Ainsi, les flexibilités accordées dans le cadre du TSD incluent la période de mise en œuvre plus longue, ainsi que l’application de réductions inférieures ou égales à la formule de Swis pour une liste spécifiée de lignes tarifaires non consolidées. Celles-ci ont été déclarées comme faisant partie intégrante des modalités de négociation dans le cadre de l'AMNA. En ce qui concerne les initiatives sectorielles, l’Inde et la plupart des pays en développement ont insisté sur le fait que l’approche fondée sur une formule devrait être la principale modalité des négociations et que l’initiative sectorielle ne pouvait être qu’un exercice volontaire.

Prestations de service:

Dans la déclaration de Hong Kong, il a été décidé d'atteindre un niveau plus élevé de libéralisation du commerce des services et pour ce faire, les négociations seront intensifiées. De nouvelles dates ont été fixées pour la soumission de l'offre révisée et des projets de listes d'engagements par les pays membres.

Ces négociations sur le commerce des services se dérouleront conformément au principe de l'AGCS et aux directives et procédures pour les négociations sur le commerce des services. Selon l'AGCS et ces directives, les pays en développement sont tenus de libéraliser les secteurs de services et les modes de fourniture de leur choix et de déterminer l'étendue de la libéralisation.

L'Inde est particulièrement préoccupée par la libéralisation du commerce des services, car elle souhaite élargir son accès aux marchés des pays développés pour les services tels que les ITES sur lesquels elle dispose d'un avantage comparatif. Dans le secteur des services, l’Inde a présenté son offre révisée en août 2005. Onze secteurs de services et 94 sous-secteurs sont couverts par l’offre révisée.

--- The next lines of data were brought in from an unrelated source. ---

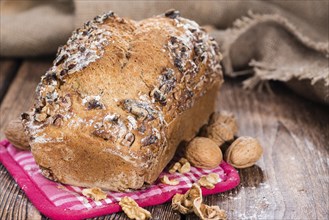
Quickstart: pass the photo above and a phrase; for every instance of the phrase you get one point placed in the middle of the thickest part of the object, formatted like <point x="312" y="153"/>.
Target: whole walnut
<point x="222" y="128"/>
<point x="203" y="153"/>
<point x="243" y="152"/>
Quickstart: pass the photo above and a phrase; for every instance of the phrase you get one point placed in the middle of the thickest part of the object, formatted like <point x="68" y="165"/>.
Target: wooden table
<point x="291" y="181"/>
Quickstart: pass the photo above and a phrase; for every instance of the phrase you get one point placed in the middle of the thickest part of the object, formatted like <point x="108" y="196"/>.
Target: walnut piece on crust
<point x="167" y="181"/>
<point x="132" y="210"/>
<point x="94" y="193"/>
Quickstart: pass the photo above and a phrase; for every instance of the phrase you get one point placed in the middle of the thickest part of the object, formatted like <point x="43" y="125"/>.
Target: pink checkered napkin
<point x="58" y="201"/>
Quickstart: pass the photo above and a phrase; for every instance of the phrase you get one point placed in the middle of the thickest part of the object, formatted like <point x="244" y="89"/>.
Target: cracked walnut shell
<point x="209" y="181"/>
<point x="132" y="210"/>
<point x="203" y="153"/>
<point x="244" y="152"/>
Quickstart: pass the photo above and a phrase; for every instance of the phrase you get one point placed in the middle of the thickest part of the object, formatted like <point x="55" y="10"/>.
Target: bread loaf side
<point x="119" y="98"/>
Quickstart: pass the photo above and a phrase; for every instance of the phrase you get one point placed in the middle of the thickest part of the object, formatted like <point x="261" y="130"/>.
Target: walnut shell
<point x="16" y="135"/>
<point x="243" y="152"/>
<point x="203" y="153"/>
<point x="222" y="128"/>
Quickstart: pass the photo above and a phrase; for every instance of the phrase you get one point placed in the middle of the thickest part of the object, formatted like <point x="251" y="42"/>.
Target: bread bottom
<point x="75" y="162"/>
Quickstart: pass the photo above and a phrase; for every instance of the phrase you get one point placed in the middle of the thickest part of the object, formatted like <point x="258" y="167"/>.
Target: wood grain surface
<point x="291" y="181"/>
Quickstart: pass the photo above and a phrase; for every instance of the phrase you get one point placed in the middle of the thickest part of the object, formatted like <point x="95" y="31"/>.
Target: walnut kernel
<point x="209" y="181"/>
<point x="132" y="210"/>
<point x="167" y="181"/>
<point x="206" y="212"/>
<point x="94" y="193"/>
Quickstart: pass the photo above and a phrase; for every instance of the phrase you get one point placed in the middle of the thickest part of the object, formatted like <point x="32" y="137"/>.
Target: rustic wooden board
<point x="291" y="181"/>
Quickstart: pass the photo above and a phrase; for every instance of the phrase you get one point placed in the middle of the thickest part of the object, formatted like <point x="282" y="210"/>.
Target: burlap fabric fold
<point x="268" y="40"/>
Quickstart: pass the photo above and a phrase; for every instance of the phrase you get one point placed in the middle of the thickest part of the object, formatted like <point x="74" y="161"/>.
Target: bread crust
<point x="119" y="98"/>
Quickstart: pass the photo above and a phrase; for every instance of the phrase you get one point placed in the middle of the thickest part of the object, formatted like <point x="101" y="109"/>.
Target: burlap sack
<point x="282" y="40"/>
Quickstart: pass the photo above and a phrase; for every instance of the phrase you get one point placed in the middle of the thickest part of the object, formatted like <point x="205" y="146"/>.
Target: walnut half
<point x="184" y="203"/>
<point x="206" y="212"/>
<point x="132" y="210"/>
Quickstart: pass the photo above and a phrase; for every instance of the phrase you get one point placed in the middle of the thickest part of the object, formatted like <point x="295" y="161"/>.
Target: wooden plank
<point x="291" y="179"/>
<point x="19" y="97"/>
<point x="289" y="182"/>
<point x="8" y="69"/>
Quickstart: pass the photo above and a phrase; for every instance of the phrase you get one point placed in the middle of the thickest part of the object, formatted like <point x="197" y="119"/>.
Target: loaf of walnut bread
<point x="120" y="97"/>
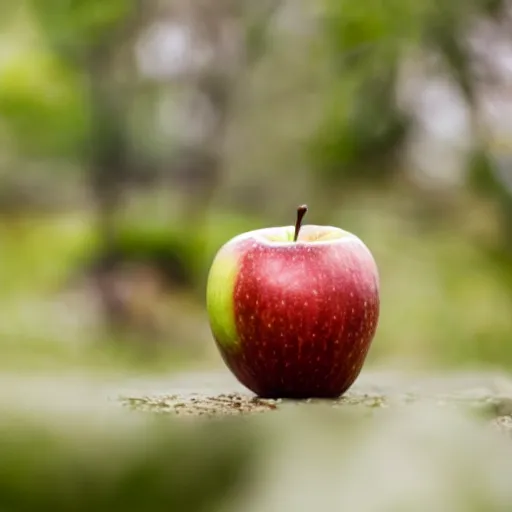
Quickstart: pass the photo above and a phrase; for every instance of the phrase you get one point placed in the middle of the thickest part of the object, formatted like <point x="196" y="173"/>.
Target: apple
<point x="294" y="311"/>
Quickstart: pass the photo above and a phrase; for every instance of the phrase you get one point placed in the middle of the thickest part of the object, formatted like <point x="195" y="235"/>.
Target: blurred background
<point x="136" y="137"/>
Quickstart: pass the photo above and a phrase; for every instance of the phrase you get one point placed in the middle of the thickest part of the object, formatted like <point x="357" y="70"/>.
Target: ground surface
<point x="219" y="394"/>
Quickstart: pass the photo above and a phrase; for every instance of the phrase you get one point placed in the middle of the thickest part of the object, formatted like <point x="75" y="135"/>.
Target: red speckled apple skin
<point x="305" y="315"/>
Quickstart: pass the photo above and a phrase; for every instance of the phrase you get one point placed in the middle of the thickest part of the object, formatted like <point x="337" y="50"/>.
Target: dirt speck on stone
<point x="223" y="404"/>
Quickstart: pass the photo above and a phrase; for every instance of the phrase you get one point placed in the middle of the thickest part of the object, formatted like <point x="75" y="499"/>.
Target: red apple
<point x="294" y="311"/>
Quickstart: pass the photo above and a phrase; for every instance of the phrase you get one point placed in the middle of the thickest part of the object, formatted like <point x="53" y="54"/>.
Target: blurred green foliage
<point x="75" y="108"/>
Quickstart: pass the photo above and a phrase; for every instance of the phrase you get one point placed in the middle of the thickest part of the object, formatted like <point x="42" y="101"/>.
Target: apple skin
<point x="294" y="319"/>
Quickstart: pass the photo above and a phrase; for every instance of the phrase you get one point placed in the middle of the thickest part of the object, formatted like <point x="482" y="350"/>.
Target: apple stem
<point x="301" y="211"/>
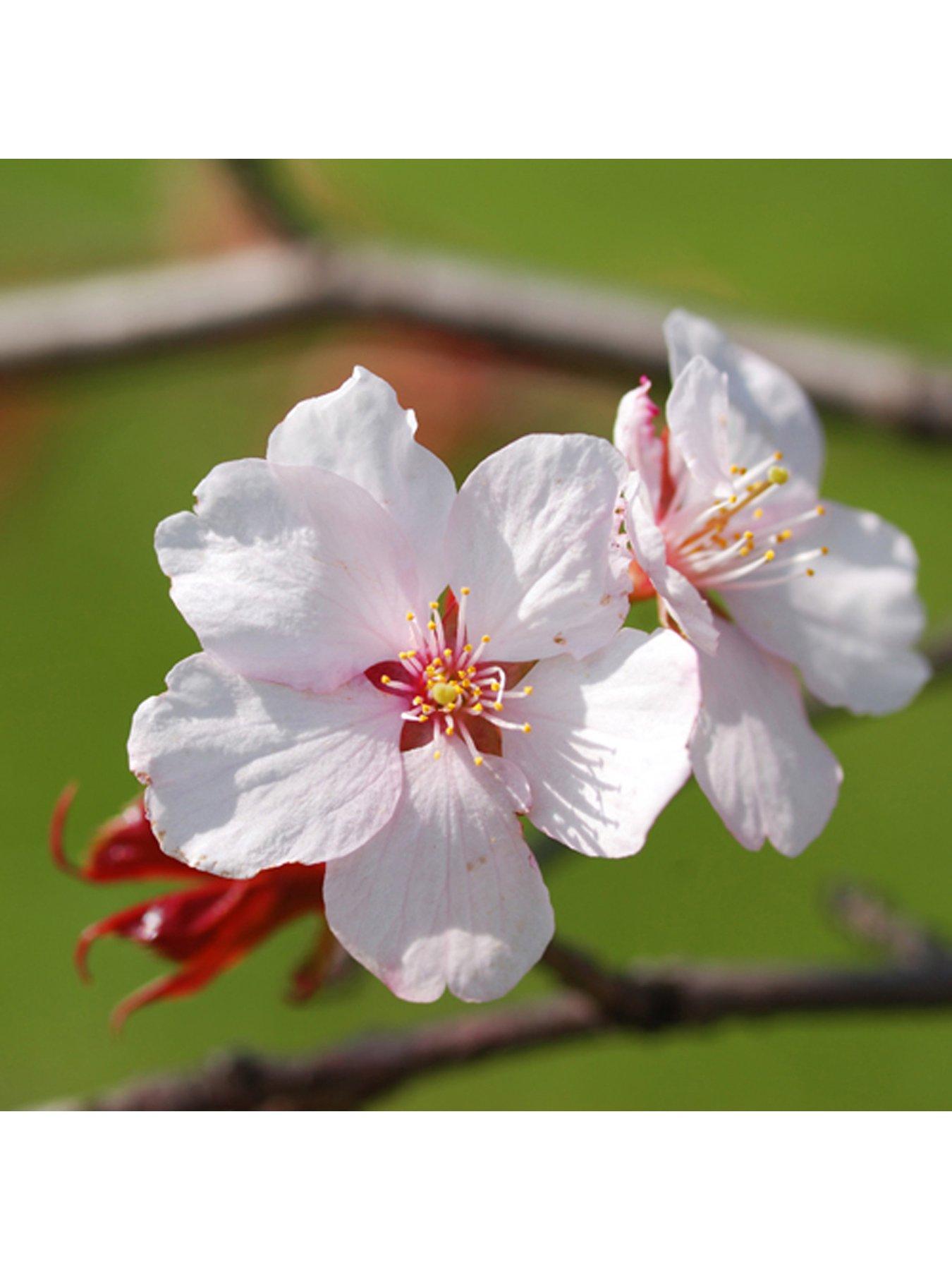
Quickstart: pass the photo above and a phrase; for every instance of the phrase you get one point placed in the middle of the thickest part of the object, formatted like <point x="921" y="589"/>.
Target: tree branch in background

Il est donc clair qu’en ce qui concerne les services, beaucoup dépend de la révision de l’offre de services des pays membres et des négociations à venir.

Accès au marché pour les PMA:

Un aspect important de la Déclaration de Hong Kong est qu’il a été décidé de fournir un accès au marché en franchise de droits et sans contingent pour tous les produits des PMA (pays les moins avancés) à tous les pays développés. Les pays en développement qui sont en mesure de fournir un tel accès aux PMA devraient le faire.

Accord sur les ADPIC:

Le 6 décembre 2005, le Conseil général de l'OMC a adopté l'amendement à l'Accord sur les ADPIC visant à répondre aux préoccupations des pays en développement en matière de santé publique, qui a été réaffirmé dans la Déclaration de Hong Kong. Cet amendement autorise la fabrication et l'exportation de produits pharmaceutiques sous licence obligatoire vers des pays où les capacités de fabrication sont limitées ou inexistantes dans le secteur pharmaceutique.

Sur les voyages, la CDB (Convention sur la biodiversité) sur les relations et la protection des savoirs traditionnels, l’Inde, ainsi que plusieurs autres pays en développement riches en biodiversité, ont proposé que l’Accord de l’OMC sur les voyages soit modifié afin de prévoir:

i) divulgation de la source des savoirs traditionnels utilisés dans l'invention;

ii) divulgation de la preuve du consentement préalable en connaissance de cause dans le cadre du régime national applicable; et

iii) Divulgation des preuves du partage des avantages dans le cadre du régime national applicable. Grâce à cet amendement, l'utilisation des herbes naturelles indiennes telles que Neem, Arjuna, Ashavgandha et autres pour la préparation de médicaments, ainsi que certaines variétés de plantes telles que le riz Basmati bénéficieront d'une protection contre l'utilisation par les multinationales.